Well, that ruins a movie trip for me. And it’s not just Ebert; nearly all the other critics are panning Airbender too. Apparently, instead of creating a film that honors the original series, Shyamalan misrepresents and butchers its very essence. Hmm, haven’t I seen something like this before?
Meet Dragonball: Evolution. Another anime series gone live-action film that went wrong in every possible way: nonsensical plot, cardboard performances, laughable special effects, and the worst attempt of Goku’s spiky hair ever (I’ll bet a million dollars were spent on hair gel). And don’t be fooled by the Japanese poster I chose; it was an American adaptation of a Japanese anime and it (therefore?) sucked. Just mentioning it will make any anime fan wince in pain, and it seems Last Airbender has followed in its footsteps.
I am beginning to dread a similar fate for my favorite comic manga-ish series Runaways, which is receiving the live-action film treatment next year. So, what are you going to destroy after this, Hollywood? Don’t worry, there are plenty of other classic anime shows to turn into live-action abominations, like Inu Yasha, Cowboy Bebop, Ghost in the Shell and Trigun. Oh dear, my eyes are already burning.
Why is the film industry so fixated on movie adaptations for books, shows and comics that are already great the way they are? Animated shows that are adapted to animated movies work well, like Batman: The Animated Series and even The Simpsons, but live action films take a downward spiral.
Oh wait, let me guess the reason: money. An animated film will likely retain its original crew and cast, and will market to its fans, so it usually doesn’t make as much (Simpsons’ box office success is the exception). Live action usually means different actors, directors and writers; elements are cut out and changed to market to every demographic possible, while trying, and ultimately failing, to keep the original fanbase happy. A larger demographic means more exposure and more moulah.

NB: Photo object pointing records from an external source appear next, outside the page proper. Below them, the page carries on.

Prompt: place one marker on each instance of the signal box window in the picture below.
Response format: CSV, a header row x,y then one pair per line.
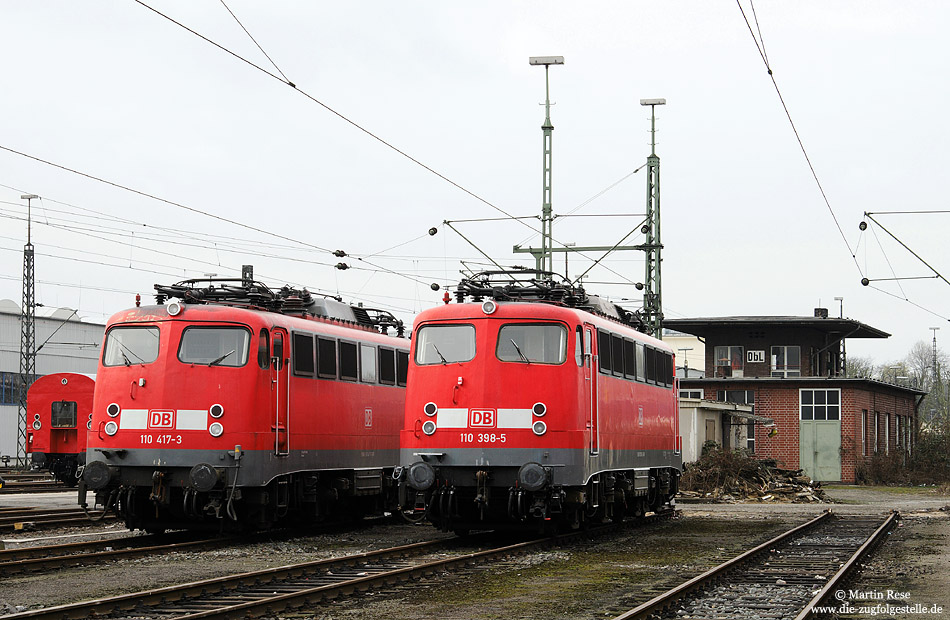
x,y
303,355
786,361
326,358
367,363
820,404
63,414
387,366
445,344
130,345
402,367
214,346
603,351
532,343
348,363
729,361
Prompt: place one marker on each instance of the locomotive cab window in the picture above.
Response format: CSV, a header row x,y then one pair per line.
x,y
532,343
387,366
616,354
367,363
263,350
402,367
349,365
630,359
130,345
603,351
445,344
63,414
326,358
215,346
303,355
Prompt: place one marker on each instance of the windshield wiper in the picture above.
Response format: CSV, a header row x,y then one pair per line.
x,y
518,349
220,359
444,361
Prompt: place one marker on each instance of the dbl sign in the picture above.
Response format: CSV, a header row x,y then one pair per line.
x,y
756,357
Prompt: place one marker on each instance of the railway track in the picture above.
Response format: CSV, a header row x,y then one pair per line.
x,y
786,577
12,519
55,557
34,486
30,482
272,591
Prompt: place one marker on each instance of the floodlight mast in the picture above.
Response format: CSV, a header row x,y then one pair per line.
x,y
544,262
652,289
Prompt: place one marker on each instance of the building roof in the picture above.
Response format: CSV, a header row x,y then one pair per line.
x,y
845,328
748,381
69,315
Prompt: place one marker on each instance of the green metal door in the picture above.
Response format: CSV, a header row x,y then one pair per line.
x,y
819,449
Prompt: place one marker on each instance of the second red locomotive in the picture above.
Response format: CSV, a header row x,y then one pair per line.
x,y
239,407
536,404
59,407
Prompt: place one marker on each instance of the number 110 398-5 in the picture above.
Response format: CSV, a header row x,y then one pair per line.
x,y
483,438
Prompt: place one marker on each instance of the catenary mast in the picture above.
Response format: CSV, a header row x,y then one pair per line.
x,y
27,336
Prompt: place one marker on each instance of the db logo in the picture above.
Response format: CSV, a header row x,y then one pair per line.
x,y
482,417
161,419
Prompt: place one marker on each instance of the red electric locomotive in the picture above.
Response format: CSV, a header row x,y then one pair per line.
x,y
536,405
59,407
241,407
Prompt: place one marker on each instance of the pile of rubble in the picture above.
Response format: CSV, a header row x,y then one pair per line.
x,y
732,476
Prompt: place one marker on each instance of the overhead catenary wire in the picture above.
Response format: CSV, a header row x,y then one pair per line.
x,y
760,46
366,131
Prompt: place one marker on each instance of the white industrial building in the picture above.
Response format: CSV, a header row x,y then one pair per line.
x,y
64,343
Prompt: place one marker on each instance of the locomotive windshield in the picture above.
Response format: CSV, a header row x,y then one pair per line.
x,y
541,343
215,346
130,345
63,414
444,344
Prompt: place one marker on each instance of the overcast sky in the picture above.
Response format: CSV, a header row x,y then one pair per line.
x,y
113,90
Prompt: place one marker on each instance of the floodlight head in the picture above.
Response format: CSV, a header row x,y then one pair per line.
x,y
546,60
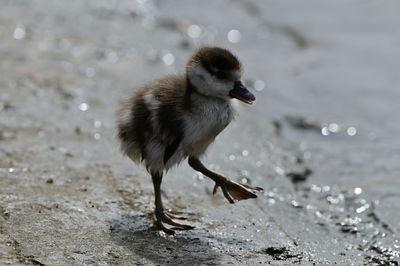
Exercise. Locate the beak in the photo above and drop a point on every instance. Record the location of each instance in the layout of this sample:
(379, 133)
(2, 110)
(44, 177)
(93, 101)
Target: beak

Recently, it seems like the movie industry is becoming lazier than ever; unwilling to come up with new and fresh ideas, they instead resort to destroying good ones–or in Twilight’s case, making it even worse, which I never thought possible. It’s upsetting that a great director like Shyamalan would ruin such a good series and will probably give the Airbender show a bad name; but he isn’t the first, and I fear he won’t be the last.